Platform Feature
Multilingual Survey Software
Translate forms, transcribe voice responses, and read questions aloud across 22 Indian languages.
Why it matters for institutional data
India's field programmes cannot rely on English-first tools. Quneiform gives NGOs, research institutions, CSR teams, and government partners a single multilingual survey workflow for form translation, respondent-friendly voice capture, searchable transcription, and inclusive question playback.
Key Capabilities
AI Survey Translation
Create a survey once and translate labels, choices, instructions, and free-text survey data into supported Indian languages while keeping programme vocabulary under your control.
ASR Voice Transcription
Convert recorded field responses into text so open-ended answers can be searched, quality-checked, exported, and used in dashboards instead of staying locked inside audio files.
TTS Question Read-Aloud
Let enumerators play survey questions aloud in the selected language, improving accessibility and respondent comprehension during health, livelihood, education, and public-service surveys.
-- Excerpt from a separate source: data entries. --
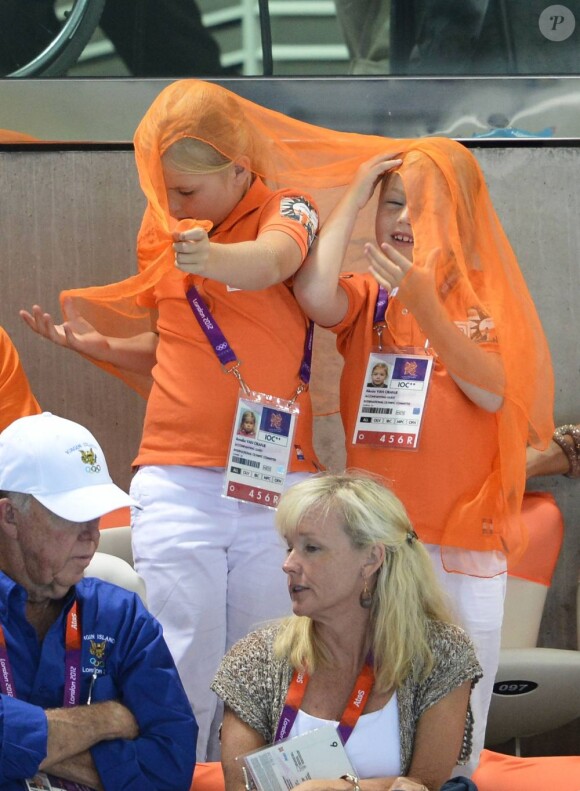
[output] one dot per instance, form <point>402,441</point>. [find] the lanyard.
<point>72,686</point>
<point>379,322</point>
<point>354,708</point>
<point>224,351</point>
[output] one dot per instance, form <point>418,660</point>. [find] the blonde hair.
<point>190,155</point>
<point>406,596</point>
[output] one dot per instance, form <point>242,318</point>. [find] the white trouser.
<point>212,567</point>
<point>478,604</point>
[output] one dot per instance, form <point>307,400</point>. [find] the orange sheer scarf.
<point>450,209</point>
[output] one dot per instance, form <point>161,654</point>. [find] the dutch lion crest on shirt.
<point>301,210</point>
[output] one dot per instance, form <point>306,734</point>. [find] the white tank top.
<point>374,747</point>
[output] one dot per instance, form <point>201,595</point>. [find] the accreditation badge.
<point>45,782</point>
<point>393,398</point>
<point>260,448</point>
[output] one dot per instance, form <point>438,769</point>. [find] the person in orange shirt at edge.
<point>471,377</point>
<point>211,564</point>
<point>16,398</point>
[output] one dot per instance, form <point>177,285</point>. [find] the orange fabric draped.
<point>450,209</point>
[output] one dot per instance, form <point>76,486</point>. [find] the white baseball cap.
<point>61,464</point>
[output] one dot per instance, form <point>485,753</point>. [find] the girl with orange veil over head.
<point>445,306</point>
<point>233,192</point>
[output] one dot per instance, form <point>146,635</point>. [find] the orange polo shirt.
<point>451,474</point>
<point>191,408</point>
<point>16,399</point>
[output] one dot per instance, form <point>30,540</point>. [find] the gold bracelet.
<point>572,451</point>
<point>352,779</point>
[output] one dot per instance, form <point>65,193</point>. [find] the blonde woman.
<point>365,603</point>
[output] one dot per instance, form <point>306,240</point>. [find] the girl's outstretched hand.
<point>368,176</point>
<point>416,284</point>
<point>192,251</point>
<point>75,333</point>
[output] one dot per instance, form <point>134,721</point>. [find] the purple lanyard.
<point>222,348</point>
<point>379,322</point>
<point>72,686</point>
<point>381,305</point>
<point>354,708</point>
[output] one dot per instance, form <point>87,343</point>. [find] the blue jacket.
<point>124,645</point>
Script, Transliteration, and Language Detection
Support complex Indian scripts, typed transliteration workflows, and language-aware processing so teams can collect cleaner data across mixed-language regions.
Common Questions
Which Indian languages are supported?
Quneiform supports 22 Indian languages for multilingual survey workflows: Hindi, Bengali, Marathi, Tamil, Telugu, Gujarati, Kannada, Malayalam, Punjabi, Odia, Assamese, Urdu, Manipuri, Konkani, Bodo, Dogri, Kashmiri, Maithili, Nepali, Sanskrit, Santali, Sindhi.
What multilingual capabilities are available beyond form translation?
The platform supports AI translation for forms and survey data, ASR speech-to-text transcription for audio responses, TTS question read-aloud, transliteration for typed text, and language detection to improve routing and quality checks.
How does this help NGOs, researchers, and government teams?
Teams can design one master survey, deploy it across regions, let enumerators work in the respondent's language, convert recorded answers into searchable text, and improve inclusion for low-literacy or voice-first field conditions.
Can we control technical terms and local vocabulary?
Yes. AI-generated translations can be reviewed and overridden, so programme terms, health terminology, scheme names, and local vocabulary stay consistent across districts and partner teams.